Wall Street is caught in a bull bear tug-of-war this month. Bears were fierce in early March on Trump’s steel and aluminum imports tariff news that spooked markets, flaring up inflation fears and threats of a trade war. Then faster-than-expected rates hike and the Facebook (FB – Free Report) led tech selloff continued to prompt bears.
The last week’s selloff following Trump’s intention to impose a tariff of up to $60 billion on Chinese imports added to the woes. In response, China prepared for retaliation with a proposed list of 128 U.S. products worth $3 billion. This fear seems to have abated as both the United States and China have started negotiating to improve American access to Chinese markets. The news send the bulls roaring and resume a rally.

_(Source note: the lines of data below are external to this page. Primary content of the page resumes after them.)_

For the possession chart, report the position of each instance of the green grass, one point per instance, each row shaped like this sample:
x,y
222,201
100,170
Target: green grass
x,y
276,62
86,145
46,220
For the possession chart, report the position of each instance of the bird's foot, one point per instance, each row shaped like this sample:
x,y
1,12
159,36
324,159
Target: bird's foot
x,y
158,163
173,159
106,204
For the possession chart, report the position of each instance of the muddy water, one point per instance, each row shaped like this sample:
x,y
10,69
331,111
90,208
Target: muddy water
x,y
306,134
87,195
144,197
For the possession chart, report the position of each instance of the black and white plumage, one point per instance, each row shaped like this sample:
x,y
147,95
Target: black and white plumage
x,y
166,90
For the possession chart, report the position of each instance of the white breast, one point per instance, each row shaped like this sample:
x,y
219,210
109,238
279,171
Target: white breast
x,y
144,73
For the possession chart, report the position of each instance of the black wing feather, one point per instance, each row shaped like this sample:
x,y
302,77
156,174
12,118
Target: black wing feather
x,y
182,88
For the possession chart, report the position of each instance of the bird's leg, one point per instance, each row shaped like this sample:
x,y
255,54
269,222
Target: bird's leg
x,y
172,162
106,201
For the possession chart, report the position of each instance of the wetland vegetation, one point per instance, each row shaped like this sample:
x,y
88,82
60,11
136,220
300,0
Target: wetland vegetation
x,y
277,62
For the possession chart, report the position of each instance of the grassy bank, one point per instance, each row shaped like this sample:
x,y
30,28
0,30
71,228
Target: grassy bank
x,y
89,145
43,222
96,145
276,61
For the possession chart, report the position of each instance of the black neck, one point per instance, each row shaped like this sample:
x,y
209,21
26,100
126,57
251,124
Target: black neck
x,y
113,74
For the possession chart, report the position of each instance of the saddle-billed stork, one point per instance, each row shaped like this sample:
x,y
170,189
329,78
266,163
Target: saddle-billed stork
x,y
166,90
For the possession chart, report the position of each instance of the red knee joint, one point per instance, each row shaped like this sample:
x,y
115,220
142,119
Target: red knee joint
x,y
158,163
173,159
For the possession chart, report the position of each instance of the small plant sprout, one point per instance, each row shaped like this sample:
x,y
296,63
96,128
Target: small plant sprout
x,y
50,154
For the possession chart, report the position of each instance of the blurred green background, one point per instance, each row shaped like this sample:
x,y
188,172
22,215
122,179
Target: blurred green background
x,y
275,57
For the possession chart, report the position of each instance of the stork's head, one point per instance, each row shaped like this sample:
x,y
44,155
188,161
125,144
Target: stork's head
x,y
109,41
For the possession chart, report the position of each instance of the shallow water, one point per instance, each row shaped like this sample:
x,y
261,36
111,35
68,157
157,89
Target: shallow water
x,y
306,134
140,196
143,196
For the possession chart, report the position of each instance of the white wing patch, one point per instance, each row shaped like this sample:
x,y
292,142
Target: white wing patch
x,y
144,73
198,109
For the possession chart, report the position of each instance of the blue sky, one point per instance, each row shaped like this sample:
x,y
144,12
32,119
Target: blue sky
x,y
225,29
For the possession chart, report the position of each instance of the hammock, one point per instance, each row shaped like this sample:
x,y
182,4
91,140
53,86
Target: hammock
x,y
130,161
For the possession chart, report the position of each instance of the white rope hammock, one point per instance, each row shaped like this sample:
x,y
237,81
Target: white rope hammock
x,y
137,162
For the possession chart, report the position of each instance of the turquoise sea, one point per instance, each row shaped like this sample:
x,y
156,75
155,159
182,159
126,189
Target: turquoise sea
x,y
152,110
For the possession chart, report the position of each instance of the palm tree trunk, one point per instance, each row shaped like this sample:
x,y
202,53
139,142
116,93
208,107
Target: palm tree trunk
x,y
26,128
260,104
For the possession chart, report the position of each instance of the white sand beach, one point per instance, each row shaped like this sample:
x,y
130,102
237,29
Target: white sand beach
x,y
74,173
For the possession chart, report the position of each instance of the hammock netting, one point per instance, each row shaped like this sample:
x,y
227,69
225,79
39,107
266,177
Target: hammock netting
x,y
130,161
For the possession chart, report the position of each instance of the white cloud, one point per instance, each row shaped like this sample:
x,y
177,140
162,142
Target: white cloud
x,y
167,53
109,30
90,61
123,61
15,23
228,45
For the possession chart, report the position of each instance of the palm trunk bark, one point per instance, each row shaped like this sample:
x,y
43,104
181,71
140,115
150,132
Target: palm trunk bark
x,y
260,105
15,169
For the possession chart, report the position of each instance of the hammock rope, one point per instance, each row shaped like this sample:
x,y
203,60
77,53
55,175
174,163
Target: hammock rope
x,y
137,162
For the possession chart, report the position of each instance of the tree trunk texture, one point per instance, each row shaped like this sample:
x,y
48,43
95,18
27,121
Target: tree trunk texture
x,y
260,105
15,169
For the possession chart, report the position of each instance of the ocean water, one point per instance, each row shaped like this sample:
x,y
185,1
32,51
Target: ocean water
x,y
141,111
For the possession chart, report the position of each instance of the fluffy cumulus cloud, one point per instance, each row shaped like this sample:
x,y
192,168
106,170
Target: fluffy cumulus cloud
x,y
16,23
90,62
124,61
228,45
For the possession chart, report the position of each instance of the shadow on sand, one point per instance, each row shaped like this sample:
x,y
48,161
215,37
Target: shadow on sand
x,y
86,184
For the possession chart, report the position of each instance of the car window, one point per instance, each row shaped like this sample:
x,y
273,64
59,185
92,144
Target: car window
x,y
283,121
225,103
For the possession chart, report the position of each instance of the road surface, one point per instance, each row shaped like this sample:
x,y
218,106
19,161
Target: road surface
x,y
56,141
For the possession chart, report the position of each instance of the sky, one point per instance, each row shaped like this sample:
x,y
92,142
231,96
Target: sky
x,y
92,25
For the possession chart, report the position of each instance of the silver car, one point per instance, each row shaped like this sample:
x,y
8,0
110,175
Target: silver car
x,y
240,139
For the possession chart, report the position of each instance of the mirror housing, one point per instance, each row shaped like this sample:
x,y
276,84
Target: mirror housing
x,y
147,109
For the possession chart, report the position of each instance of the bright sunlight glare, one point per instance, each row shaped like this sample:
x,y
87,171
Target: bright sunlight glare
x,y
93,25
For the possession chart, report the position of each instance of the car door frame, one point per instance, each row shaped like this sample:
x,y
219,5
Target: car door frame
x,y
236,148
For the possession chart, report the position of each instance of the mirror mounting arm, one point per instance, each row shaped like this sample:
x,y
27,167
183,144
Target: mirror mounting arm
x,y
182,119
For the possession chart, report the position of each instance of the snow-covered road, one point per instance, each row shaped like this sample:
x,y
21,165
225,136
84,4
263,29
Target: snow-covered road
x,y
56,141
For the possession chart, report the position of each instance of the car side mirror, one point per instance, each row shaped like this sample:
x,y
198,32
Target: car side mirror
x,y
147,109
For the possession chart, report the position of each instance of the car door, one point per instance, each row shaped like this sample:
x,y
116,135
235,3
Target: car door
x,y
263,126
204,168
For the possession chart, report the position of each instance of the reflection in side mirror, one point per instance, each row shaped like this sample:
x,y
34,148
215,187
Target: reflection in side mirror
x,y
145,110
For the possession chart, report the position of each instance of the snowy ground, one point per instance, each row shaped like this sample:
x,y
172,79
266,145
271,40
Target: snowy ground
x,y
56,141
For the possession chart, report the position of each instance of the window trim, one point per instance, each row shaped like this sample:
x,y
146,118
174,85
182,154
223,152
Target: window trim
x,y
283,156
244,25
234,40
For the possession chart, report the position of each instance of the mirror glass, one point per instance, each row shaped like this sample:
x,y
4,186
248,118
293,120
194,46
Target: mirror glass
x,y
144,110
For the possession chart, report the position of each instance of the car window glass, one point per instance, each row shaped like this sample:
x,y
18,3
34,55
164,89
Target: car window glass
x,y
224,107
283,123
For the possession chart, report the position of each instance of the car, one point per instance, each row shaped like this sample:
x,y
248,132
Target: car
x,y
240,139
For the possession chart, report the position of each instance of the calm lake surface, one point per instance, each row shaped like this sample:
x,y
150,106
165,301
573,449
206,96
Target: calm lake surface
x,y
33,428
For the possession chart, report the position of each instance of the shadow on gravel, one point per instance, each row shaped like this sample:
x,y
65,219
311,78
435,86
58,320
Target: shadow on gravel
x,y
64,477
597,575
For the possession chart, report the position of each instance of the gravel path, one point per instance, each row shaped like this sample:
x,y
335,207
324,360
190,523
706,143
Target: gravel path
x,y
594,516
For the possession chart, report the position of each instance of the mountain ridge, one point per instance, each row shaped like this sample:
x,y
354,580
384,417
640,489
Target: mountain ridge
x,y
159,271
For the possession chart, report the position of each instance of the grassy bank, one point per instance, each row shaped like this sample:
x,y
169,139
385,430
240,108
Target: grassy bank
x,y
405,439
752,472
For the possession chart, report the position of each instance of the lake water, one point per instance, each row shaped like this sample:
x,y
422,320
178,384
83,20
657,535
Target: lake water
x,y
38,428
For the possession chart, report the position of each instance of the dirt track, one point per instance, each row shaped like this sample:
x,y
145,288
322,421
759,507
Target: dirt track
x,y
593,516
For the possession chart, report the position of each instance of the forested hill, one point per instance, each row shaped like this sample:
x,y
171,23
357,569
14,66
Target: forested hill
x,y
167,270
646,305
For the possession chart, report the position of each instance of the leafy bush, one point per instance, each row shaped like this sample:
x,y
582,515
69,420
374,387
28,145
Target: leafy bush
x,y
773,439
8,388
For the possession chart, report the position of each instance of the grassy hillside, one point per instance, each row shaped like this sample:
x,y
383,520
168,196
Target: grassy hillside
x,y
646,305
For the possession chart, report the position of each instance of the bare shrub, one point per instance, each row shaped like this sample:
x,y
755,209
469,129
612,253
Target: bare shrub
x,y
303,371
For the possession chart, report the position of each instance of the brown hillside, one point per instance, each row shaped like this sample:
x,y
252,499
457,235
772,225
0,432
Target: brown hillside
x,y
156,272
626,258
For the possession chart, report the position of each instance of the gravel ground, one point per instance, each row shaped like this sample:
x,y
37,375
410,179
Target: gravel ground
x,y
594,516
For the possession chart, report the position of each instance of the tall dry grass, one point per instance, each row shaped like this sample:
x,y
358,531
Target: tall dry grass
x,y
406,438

In fact, the S&P 500 and the Dow Jones have recorded their largest one-day gain since the summer of 2015.
Additionally, the bullish long-term fundamentals, which include strong corporate earnings, optimism surrounding Trump’s tax cut policies, pick-up in growth in developed and developing economies, robust job gains, growing wages, increasing consumer spending, a recovering housing market and a record level of consumer confidence, are continuously driving the nine-year bulls.

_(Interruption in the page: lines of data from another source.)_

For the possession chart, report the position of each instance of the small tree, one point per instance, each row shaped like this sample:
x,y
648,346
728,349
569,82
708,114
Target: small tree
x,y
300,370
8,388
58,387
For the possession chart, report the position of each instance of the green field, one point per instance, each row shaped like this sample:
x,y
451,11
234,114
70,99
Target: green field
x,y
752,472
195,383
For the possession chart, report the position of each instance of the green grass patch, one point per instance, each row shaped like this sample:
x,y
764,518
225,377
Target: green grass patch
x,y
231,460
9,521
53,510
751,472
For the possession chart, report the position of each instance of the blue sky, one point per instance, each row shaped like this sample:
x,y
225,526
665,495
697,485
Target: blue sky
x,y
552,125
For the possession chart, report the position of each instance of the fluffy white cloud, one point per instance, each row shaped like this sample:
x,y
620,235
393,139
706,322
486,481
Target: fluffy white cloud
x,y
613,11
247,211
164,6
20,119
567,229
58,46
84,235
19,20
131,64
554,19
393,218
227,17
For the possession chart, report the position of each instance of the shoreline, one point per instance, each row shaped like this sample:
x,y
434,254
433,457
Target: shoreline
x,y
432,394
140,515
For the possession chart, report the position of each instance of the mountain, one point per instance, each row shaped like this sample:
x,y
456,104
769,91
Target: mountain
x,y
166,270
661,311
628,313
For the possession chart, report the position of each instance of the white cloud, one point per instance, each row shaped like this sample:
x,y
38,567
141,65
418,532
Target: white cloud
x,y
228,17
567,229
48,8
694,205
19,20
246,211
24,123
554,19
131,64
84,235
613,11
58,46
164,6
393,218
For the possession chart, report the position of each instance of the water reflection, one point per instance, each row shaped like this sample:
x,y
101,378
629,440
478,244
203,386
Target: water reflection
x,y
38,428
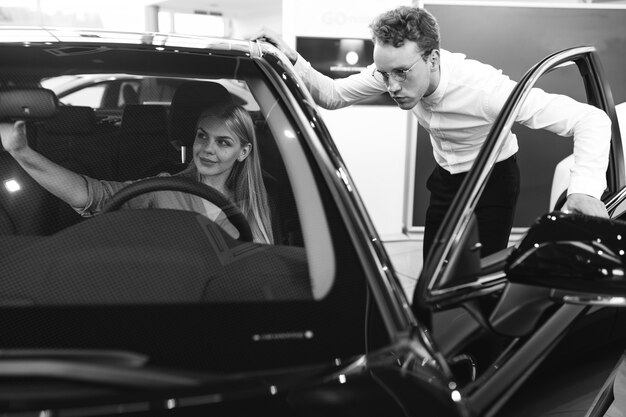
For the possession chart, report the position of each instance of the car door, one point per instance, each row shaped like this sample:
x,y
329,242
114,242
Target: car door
x,y
498,332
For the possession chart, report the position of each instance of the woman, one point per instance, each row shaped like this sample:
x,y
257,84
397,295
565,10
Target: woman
x,y
224,157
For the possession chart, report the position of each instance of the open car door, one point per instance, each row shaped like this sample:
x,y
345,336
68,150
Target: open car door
x,y
513,307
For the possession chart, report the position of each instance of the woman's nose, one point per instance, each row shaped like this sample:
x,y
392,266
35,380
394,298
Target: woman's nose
x,y
210,146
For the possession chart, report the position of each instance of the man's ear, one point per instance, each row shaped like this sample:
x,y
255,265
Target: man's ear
x,y
245,151
434,59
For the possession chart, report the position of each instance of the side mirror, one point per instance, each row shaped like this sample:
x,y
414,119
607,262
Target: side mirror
x,y
27,104
581,258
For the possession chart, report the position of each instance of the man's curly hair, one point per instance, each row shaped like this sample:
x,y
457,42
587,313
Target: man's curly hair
x,y
404,23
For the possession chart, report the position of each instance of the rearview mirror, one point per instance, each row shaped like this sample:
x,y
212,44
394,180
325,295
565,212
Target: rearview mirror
x,y
27,104
582,258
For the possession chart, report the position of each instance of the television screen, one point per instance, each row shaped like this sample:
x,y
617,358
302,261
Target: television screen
x,y
339,58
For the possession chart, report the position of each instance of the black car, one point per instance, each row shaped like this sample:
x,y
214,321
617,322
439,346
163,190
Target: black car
x,y
159,311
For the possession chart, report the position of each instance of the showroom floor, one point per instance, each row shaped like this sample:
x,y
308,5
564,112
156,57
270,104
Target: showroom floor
x,y
406,257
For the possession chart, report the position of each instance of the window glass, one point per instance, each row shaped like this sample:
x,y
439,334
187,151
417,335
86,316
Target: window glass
x,y
89,96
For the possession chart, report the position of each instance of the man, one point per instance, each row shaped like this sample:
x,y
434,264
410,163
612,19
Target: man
x,y
456,100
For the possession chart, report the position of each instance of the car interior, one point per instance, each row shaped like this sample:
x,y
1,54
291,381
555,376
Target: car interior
x,y
164,283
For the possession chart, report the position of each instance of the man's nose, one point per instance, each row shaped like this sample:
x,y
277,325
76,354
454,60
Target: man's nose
x,y
393,86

Based on the above discussion, we have highlighted the performance of the bull and bear ETFs from the hot zones that have grabbed headlines this month.

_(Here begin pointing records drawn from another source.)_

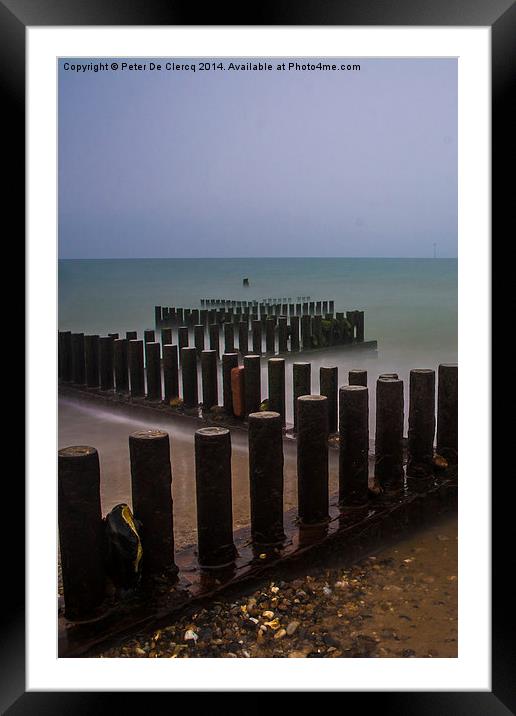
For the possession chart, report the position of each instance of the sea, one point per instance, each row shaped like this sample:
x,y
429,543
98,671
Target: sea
x,y
410,305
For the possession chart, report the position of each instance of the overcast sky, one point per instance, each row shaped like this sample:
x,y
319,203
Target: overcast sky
x,y
216,164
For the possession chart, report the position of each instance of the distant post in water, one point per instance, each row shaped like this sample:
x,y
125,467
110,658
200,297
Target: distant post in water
x,y
78,367
301,384
189,375
282,334
294,334
136,370
91,361
106,362
421,429
152,356
276,375
121,365
210,393
328,386
358,377
306,330
229,361
229,338
388,461
256,327
354,444
199,339
65,347
170,373
266,477
253,392
214,499
183,340
166,336
243,338
214,332
312,459
447,411
270,339
151,486
81,531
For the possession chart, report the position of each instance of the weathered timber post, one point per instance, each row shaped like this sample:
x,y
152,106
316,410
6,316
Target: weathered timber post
x,y
210,392
276,375
153,365
189,376
301,385
328,386
78,367
312,459
270,339
136,369
199,339
65,347
229,361
166,336
256,328
360,326
238,391
81,531
121,365
243,338
91,361
183,338
317,331
266,477
421,429
388,461
253,391
170,373
354,445
357,377
229,338
106,362
282,334
151,486
306,332
214,500
294,334
447,411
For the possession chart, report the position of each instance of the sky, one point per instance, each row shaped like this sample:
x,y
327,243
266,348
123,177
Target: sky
x,y
231,163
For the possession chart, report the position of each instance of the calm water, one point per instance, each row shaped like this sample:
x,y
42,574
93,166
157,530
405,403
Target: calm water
x,y
410,304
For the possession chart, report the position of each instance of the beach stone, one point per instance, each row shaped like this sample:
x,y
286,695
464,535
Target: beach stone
x,y
292,628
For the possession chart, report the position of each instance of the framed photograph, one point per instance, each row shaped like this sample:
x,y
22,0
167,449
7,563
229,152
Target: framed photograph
x,y
257,249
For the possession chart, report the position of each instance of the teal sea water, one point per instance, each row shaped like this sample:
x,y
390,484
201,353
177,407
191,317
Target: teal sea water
x,y
409,304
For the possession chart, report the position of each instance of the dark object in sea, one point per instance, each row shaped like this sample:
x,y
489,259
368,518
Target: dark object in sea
x,y
124,549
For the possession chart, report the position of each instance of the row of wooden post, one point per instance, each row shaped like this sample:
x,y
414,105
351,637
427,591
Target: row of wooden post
x,y
114,363
82,550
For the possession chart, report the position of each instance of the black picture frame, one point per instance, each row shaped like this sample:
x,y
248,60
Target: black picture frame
x,y
500,15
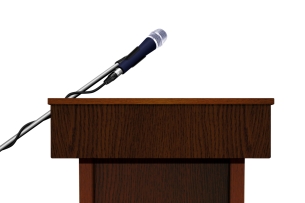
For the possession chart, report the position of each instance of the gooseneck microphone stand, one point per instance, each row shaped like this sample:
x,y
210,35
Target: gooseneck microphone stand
x,y
153,41
48,114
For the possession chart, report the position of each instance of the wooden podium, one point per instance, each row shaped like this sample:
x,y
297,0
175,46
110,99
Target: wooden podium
x,y
161,150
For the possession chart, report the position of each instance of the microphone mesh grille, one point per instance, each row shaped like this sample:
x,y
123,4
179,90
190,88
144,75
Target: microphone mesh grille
x,y
159,36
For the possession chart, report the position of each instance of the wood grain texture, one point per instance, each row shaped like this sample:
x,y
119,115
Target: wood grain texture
x,y
269,101
161,181
86,181
160,131
237,180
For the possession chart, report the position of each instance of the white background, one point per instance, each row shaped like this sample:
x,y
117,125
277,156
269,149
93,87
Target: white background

After the worst week in two years, the Dow Jones Industrials Average logged its biggest one-day gain in about a decade on Monday trading session. Bear ETFs ProShares UltraShort Dow 30 (DXD – Free Report) and ProShares UltraPro Short Dow30 (SDOW – Free Report) have overtaken the bull ETFs this month. But their close race will likely continue in the coming weeks given that volatility is showing no sign of abating.